As bolinhas perfeitas do deserto: quem desenha os círculos de fada?

2026-07-01 · Lugares enigmáticos · 8 min de leitura

Sobrevoe a baixa altitude as pastagens da orla do deserto do Namibe e o solo parecerá cosido à mão. Milhões de círculos pelados e avermelhados salpicam um mar de erva dourada, cada um cercado por uma orla de hastes mais altas, cada um separado dos vizinhos com uma regularidade quase matemática. Do ar, o efeito lembra a pele de algum animal enorme e manchado. No chão é ainda mais estranho. Entre num círculo e a terra está simplesmente, obstinadamente nua, enquanto a erva do outro lado da borda cresce espessa e alta. Não há vedação, nem rocha, nem razão visível para a linha onde a vida para e começa o disco vermelho e pelado.

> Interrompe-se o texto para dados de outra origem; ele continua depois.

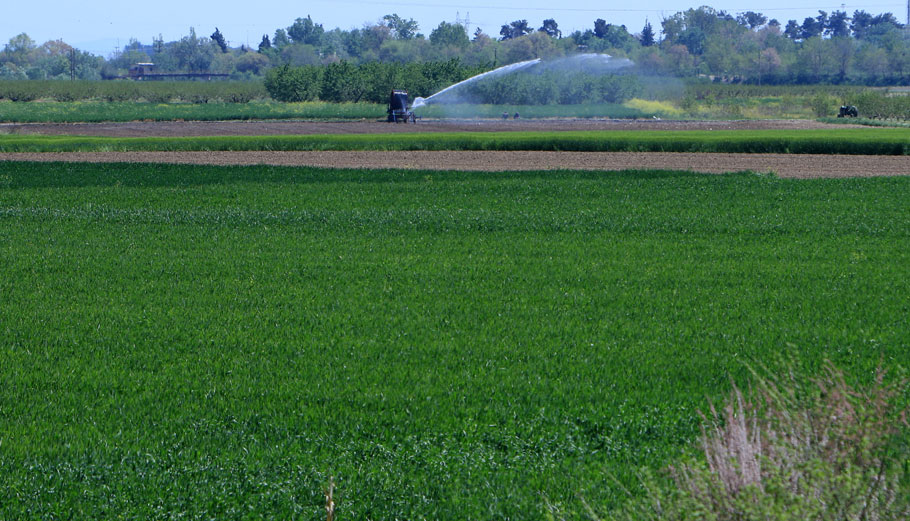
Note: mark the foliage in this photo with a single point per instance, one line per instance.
(816, 450)
(203, 342)
(834, 48)
(370, 82)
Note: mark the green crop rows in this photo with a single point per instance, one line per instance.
(198, 342)
(97, 111)
(873, 141)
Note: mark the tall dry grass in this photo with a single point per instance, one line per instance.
(793, 450)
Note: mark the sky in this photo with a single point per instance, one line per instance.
(103, 26)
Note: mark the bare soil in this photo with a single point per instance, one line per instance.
(783, 165)
(271, 128)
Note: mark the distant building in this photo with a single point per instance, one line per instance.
(141, 69)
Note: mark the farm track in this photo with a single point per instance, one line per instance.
(783, 165)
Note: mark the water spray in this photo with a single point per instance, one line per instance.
(419, 102)
(600, 62)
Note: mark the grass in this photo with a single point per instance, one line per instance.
(838, 141)
(202, 342)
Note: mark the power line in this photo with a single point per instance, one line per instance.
(592, 10)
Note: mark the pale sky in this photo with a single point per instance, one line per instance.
(98, 26)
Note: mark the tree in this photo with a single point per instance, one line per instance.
(861, 23)
(158, 44)
(18, 49)
(600, 27)
(792, 30)
(751, 19)
(551, 28)
(251, 62)
(811, 28)
(836, 26)
(265, 44)
(218, 38)
(192, 53)
(281, 39)
(449, 35)
(515, 29)
(305, 31)
(647, 35)
(401, 29)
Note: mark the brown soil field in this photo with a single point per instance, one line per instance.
(271, 128)
(783, 165)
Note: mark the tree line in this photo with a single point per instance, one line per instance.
(836, 47)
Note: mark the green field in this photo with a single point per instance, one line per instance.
(203, 342)
(873, 141)
(100, 111)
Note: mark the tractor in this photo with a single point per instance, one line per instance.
(398, 108)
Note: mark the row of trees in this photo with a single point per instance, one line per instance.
(835, 47)
(372, 81)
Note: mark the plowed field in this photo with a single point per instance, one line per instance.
(784, 165)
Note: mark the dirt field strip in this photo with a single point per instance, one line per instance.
(784, 165)
(288, 128)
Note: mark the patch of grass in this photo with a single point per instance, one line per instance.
(837, 141)
(203, 342)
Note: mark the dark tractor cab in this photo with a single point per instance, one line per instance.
(848, 111)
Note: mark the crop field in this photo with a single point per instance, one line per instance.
(866, 141)
(97, 111)
(201, 342)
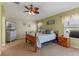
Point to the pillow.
(48, 32)
(52, 32)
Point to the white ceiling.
(45, 8)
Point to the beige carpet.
(20, 48)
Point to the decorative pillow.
(48, 32)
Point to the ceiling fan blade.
(26, 11)
(26, 7)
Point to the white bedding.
(44, 38)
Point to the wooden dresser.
(63, 41)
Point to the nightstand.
(63, 41)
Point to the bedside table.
(63, 41)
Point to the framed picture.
(50, 22)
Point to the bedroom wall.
(58, 20)
(20, 28)
(0, 28)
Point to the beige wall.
(20, 28)
(58, 20)
(0, 24)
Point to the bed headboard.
(74, 34)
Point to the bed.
(42, 38)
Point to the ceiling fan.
(32, 10)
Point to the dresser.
(63, 41)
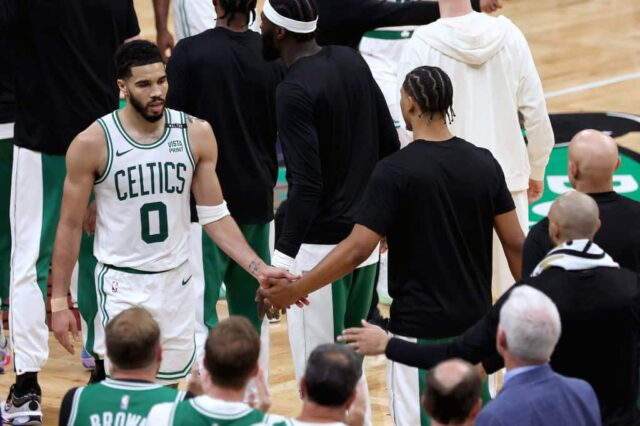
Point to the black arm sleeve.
(389, 142)
(178, 78)
(66, 406)
(8, 15)
(536, 246)
(299, 139)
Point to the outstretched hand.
(61, 323)
(368, 340)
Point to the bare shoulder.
(201, 137)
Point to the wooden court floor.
(588, 56)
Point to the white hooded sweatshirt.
(493, 76)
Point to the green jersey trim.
(107, 168)
(125, 135)
(74, 406)
(185, 134)
(133, 386)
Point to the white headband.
(300, 27)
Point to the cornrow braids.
(231, 7)
(432, 90)
(300, 10)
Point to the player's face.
(270, 51)
(147, 90)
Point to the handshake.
(279, 290)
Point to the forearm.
(65, 255)
(161, 13)
(227, 235)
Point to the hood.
(473, 38)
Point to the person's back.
(61, 94)
(239, 103)
(544, 396)
(337, 87)
(485, 58)
(117, 402)
(450, 216)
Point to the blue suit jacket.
(541, 397)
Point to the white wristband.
(281, 260)
(59, 304)
(208, 214)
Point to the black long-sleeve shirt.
(344, 22)
(334, 125)
(221, 77)
(600, 313)
(619, 234)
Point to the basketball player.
(133, 347)
(230, 364)
(494, 78)
(7, 117)
(64, 76)
(140, 162)
(334, 126)
(191, 17)
(240, 104)
(438, 223)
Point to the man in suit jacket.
(599, 304)
(533, 394)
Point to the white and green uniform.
(142, 236)
(207, 411)
(115, 402)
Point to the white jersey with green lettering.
(117, 402)
(206, 411)
(142, 197)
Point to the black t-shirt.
(7, 100)
(64, 68)
(619, 234)
(220, 76)
(334, 125)
(344, 22)
(436, 203)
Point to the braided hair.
(432, 90)
(231, 7)
(299, 10)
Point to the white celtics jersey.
(143, 197)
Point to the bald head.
(593, 157)
(452, 392)
(573, 216)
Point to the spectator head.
(452, 393)
(427, 94)
(142, 78)
(593, 158)
(133, 341)
(529, 328)
(331, 376)
(287, 22)
(231, 353)
(573, 216)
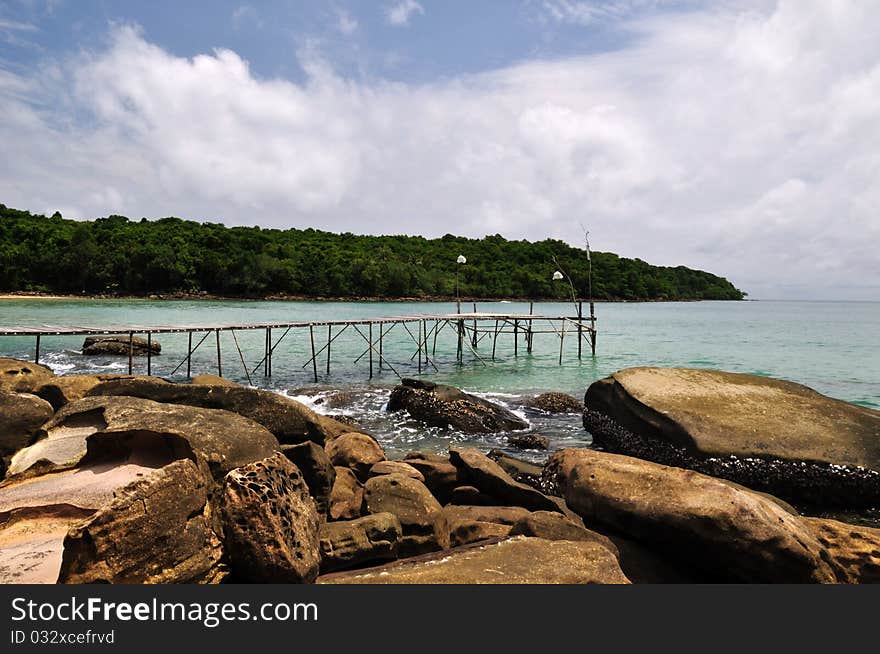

Os círculos medem entre cerca de dois e quinze metros de diâmetro, e não são passageiros. Os investigadores estimam que um círculo individual pode persistir durante décadas: nasce, amadurece e desvanece-se ao longo de uma vida humana, apenas para que outro se abra noutro ponto do campo. A linha da sua borda é nítida, e mantém-se ano após ano, em seca e em inundação por igual.